The current TPFs for human and mouse are available from our TPF Overview page. The 'View' menu provides different views of these data. The 'tpf view' has one line per clone and mimics the TPF file, with some additional information added (Figure 2). In contrast, the 'join view' option displays the data organized so there are two clones per line.
Figure 2. TPF view. The first three columns are taken from the TPF. Some additional information concerning the clone are added. The join status of the component with the component after it is represented by a colored ball. Ball colors represent either alignment evaluation or certificate statue. Additional alignment information is provided as well as any comments associated with the join.

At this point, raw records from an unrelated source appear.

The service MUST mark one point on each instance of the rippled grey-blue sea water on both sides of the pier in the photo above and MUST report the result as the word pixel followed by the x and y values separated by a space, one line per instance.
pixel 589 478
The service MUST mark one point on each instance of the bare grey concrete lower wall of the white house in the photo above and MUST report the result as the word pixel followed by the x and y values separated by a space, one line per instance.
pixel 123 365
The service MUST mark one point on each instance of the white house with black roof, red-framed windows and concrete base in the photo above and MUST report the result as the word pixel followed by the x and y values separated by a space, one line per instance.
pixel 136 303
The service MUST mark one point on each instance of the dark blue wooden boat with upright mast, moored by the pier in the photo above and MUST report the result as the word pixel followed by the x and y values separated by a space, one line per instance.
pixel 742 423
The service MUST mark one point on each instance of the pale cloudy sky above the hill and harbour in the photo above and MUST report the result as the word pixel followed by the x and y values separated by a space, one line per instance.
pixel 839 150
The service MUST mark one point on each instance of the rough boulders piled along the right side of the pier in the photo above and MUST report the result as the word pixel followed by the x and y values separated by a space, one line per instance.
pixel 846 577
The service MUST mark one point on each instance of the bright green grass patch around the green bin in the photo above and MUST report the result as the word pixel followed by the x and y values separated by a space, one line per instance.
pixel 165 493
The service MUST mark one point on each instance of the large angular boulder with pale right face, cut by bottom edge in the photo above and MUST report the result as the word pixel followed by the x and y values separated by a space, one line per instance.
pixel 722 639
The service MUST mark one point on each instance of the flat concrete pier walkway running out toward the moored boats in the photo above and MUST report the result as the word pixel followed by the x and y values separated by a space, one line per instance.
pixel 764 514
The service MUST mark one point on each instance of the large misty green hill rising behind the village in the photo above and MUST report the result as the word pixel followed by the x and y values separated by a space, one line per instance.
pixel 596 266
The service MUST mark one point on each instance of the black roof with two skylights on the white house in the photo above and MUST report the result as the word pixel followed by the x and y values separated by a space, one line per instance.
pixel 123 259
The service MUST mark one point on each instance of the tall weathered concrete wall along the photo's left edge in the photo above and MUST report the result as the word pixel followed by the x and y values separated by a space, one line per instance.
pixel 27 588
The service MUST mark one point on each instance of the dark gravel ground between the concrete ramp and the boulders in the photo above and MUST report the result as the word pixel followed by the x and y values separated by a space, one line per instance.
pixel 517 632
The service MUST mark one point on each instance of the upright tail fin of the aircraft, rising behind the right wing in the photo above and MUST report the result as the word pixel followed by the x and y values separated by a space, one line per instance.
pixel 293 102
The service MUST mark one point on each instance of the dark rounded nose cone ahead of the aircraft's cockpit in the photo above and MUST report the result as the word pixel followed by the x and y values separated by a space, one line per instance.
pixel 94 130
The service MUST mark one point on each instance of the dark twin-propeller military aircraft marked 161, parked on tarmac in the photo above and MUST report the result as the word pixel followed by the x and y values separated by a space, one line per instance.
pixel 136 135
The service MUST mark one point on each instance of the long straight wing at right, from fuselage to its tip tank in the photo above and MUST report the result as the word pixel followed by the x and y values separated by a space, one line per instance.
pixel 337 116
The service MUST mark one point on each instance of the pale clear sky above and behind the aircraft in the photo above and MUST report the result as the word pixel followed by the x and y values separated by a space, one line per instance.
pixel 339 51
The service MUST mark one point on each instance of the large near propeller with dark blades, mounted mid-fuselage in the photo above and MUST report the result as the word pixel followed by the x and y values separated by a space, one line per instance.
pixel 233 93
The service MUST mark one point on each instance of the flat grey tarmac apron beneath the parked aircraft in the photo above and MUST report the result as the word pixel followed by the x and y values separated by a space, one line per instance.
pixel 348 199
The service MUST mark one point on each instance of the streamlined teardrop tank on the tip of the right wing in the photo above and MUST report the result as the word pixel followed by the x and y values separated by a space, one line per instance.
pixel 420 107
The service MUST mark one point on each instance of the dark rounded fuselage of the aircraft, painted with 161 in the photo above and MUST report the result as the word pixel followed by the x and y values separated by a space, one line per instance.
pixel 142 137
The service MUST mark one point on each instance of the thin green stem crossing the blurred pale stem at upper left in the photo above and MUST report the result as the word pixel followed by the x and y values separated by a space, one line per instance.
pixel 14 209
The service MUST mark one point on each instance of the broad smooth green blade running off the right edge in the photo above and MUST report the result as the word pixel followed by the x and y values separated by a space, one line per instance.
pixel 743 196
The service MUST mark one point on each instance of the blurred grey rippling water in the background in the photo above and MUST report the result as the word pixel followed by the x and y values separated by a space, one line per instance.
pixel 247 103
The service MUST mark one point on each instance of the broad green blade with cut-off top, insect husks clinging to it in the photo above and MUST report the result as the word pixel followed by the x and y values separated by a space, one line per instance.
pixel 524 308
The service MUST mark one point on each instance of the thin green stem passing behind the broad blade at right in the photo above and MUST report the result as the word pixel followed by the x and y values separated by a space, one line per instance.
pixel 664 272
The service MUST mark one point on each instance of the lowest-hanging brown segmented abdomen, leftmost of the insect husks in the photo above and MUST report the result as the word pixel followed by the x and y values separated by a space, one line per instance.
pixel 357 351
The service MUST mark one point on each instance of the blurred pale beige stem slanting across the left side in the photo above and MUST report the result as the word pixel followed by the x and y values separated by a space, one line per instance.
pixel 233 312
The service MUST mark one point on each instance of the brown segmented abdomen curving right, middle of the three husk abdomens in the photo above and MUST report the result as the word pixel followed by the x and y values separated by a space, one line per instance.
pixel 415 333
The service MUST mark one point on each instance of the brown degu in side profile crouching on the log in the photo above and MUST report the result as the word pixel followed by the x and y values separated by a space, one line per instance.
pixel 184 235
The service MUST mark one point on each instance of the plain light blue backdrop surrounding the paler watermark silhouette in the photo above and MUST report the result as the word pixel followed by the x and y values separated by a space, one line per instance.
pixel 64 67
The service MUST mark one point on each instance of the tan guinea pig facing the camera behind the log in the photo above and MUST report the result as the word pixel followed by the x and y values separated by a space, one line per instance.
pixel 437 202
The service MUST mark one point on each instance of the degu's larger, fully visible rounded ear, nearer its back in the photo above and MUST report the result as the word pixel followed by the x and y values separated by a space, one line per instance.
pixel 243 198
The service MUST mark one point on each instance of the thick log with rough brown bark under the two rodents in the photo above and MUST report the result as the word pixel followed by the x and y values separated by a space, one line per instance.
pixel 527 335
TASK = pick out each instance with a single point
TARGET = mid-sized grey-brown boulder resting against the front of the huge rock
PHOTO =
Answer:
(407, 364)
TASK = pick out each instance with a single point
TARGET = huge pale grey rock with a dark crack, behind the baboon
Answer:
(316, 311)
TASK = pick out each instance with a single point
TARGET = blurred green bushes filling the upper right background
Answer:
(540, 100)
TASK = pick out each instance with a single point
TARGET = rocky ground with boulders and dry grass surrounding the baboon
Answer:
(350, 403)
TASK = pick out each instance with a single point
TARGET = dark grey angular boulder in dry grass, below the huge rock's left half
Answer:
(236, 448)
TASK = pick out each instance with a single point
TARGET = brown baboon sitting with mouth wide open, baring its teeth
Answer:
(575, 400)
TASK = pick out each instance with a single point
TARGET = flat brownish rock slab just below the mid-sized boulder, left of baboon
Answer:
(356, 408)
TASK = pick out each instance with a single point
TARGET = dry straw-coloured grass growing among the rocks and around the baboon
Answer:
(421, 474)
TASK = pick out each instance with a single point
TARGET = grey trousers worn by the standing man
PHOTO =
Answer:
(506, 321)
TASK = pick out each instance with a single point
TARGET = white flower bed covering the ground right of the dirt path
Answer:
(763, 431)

In order to further confirm joins between adjacent components additional evaluation is performed. The most common procedure is to perform a pair end analysis. This involves sequencing both ends of a genomic clone with a known (or approximate size) and aligning these ends to your sequence of interest. If the end sequences align on opposite strands and the alignments are separated by a distance similar to the clone insert size, the paired ends are considered concordant and provide additional evidence for the join. In some cases, the paired end alignments will deviate from expectation. This is an indication of an invalid join or polymorphic sequence between the component sequences and the clone sequences. Paired end analysis as well as alignment and certificate information can be seen in the Overlap View pages (Figure 3).
Figure 3. The overlap view page provides a graphical representation of the alignment between two components as well as any additional supporting information. Any certificate information is also provided. A pairwise alignment is available below the graphic. The alignment itself can be download and viewed in Genome Workbench.